遺跡は、福島県中通り地方の北部に位置し、福島県を南北に貫流する阿武隈川が、「レ」の字状に屈曲する地点、標高約195メートルの舌状台地の先端部に立地する。1996年(平成8年)、福島県道39号川俣安達線にかかる新飯野橋の取付道路建設のために台地を掘削する工事をしたところ、本遺跡が確認された。橋の建設を担当した福島県県北建設事務所が作成したパンフレットには「みちから見つかったロマン」と紹介されている。

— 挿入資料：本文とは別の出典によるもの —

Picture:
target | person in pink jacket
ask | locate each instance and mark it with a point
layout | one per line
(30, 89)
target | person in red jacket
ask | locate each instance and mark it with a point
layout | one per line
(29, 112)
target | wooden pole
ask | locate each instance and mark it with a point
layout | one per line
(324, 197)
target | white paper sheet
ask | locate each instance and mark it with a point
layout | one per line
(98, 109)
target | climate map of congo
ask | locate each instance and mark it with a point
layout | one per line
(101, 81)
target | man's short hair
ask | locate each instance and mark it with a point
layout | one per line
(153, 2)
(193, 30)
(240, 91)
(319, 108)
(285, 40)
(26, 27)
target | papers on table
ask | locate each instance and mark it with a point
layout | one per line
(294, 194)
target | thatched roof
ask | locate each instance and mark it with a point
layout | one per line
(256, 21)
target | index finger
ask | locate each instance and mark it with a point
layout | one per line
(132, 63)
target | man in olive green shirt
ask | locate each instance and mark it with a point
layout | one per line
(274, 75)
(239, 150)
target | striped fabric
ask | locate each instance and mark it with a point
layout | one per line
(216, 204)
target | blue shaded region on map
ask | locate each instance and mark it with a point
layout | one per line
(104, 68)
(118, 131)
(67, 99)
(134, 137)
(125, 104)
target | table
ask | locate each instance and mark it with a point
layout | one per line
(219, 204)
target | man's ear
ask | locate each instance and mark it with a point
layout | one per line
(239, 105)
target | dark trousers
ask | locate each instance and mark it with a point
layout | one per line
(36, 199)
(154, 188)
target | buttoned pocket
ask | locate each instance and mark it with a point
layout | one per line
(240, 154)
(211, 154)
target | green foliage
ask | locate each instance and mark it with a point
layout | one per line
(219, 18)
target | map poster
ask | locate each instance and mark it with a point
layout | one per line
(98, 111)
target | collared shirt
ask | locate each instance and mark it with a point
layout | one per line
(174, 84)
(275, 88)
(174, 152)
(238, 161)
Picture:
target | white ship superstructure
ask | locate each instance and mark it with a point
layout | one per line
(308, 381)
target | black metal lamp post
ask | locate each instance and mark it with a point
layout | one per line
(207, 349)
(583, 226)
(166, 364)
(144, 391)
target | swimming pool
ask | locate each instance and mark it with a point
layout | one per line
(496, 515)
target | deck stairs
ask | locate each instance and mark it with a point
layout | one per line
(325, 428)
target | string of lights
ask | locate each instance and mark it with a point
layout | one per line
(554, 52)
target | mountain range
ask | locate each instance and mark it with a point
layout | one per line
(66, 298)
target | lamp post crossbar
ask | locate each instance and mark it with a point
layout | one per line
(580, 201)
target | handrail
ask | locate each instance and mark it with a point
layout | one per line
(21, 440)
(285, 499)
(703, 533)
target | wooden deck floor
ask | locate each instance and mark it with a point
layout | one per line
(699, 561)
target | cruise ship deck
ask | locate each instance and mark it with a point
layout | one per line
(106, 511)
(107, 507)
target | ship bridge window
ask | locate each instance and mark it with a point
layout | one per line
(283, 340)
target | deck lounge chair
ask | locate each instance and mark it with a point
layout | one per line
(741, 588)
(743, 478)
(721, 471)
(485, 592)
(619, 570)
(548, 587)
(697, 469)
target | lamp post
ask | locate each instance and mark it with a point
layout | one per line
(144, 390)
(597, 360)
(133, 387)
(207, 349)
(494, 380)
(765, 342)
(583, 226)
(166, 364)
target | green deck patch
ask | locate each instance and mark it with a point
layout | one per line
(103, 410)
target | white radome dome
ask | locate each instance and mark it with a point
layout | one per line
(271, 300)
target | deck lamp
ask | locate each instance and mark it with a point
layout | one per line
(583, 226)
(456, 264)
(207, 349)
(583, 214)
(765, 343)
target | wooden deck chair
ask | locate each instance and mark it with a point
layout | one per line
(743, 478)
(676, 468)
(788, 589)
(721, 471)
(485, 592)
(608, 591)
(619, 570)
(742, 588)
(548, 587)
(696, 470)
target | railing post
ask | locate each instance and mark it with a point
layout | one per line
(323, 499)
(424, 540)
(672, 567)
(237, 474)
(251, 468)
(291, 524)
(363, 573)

なお、新飯野橋は発掘調査実施後の2000年(平成12年)に完成したが、遺跡を保護するため、トンネルを設けて遺跡の下を掘り進む方式に施工計画が変更されたため、周辺道路は1車線ないし1.5車線と細く蛇行している。
福島県教育委員会による発掘調査の結果、約230軒の竪穴建物、掘立柱建物、土器埋設遺構(埋甕)[注釈 1]、土坑などの遺構を検出している。
集落は、大木10式期に相当する縄文時代中期末葉に最盛期をむかえており、その構造は、中央広場と考えられる空閑地に接して外側に掘立柱建物、さらにその外周帯には竪穴建物群が同心円構造をなしてドーナツ状(円環状)にめぐる、いわゆる環状集落である。竪穴建物の多くは、大木式土器文化圏(ほぼ現在の秋田市-仙北市-盛岡市-宮古市を結んだ線より南の東北地方一帯)の縄文時代中期後半に特徴的な複式炉[注釈 2]をともなう。
土坑の多くは貯蔵穴で、竪穴建物の分布域の外側では特に濃密に分布している。中央広場周囲に散見される土坑は、人骨がほとんど確認されていないものの[注釈 3]、その形状や規模、また覆土の様子から土坑墓である可能性が高く、そうだとすると、中央の広場は共通の先祖を祭祀する空間として利用されたことも考えられる。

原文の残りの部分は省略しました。